Afterward, she returned to Montrose. She said it wasn’t until then that she really understood the need for inclusivity in a neighborhood. Montrose was her safe place.

She said she hopes to keep it that way for other people who have experienced misfortunes relating to race, sexuality and income, some of whom are involved with her campaign.

“I’m trying to get the young people, the working-class people, and the people who don’t feel represented, to band together and make a real movement in Houston,” Ganz said. 

Ganz’s says her campaign is mostly run by volunteers who are students and working-class people. She says they don’t have money to give to her campaign, but they have time to help her.

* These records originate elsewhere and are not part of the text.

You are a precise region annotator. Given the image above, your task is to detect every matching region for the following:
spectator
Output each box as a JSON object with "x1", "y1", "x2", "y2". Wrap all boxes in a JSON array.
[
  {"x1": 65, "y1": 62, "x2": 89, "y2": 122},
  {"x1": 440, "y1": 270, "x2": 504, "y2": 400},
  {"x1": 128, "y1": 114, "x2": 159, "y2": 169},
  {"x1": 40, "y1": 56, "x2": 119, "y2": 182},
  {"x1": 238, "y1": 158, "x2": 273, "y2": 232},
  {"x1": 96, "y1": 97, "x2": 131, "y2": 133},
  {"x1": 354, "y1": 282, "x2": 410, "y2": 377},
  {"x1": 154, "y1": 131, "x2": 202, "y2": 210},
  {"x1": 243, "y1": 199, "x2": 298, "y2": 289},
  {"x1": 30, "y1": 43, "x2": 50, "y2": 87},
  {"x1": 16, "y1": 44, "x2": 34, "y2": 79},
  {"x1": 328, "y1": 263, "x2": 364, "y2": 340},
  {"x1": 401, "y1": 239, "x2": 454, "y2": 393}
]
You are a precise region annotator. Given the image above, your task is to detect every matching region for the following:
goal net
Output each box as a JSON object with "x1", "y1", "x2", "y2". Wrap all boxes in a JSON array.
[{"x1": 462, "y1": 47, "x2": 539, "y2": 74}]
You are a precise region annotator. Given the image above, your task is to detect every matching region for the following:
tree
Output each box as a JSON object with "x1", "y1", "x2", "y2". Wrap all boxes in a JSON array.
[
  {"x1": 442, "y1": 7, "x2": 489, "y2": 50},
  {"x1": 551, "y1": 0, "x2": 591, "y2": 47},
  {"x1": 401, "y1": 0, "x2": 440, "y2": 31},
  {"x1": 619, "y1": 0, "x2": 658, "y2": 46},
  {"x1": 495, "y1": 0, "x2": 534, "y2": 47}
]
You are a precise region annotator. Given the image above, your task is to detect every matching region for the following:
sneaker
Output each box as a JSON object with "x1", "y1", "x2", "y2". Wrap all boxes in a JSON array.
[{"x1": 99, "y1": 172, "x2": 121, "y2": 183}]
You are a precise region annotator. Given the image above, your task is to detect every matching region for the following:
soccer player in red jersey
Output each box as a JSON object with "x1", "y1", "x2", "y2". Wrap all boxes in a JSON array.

UST alumnus (‘14) Evan Friske is one of her campaign volunteers. Friske was Ganz’s philosophy professor when she attended Houston Community College, but he now helps Ganz by attending political events with her and preparing her for debates, according to an email to the Independent

“Michelle Ganz is a true patriot for the city of Houston. Her campaign run is not for fame, and she’s not using this as a stepping stone for greater aspirations,” Friske wrote. 

“She cares about Houston.”

Ganz also cares about student voter turnout. She said she encourages every student to vote on election day, which is Nov. 5.

As she looks forward to the day, Ganz says her courage and integrity will allow her to “be an asset” on City Council.

“I think anybody that goes out to openly be who they are without worrying about what the rest of the world is going to say–that is courage, no matter who you are.”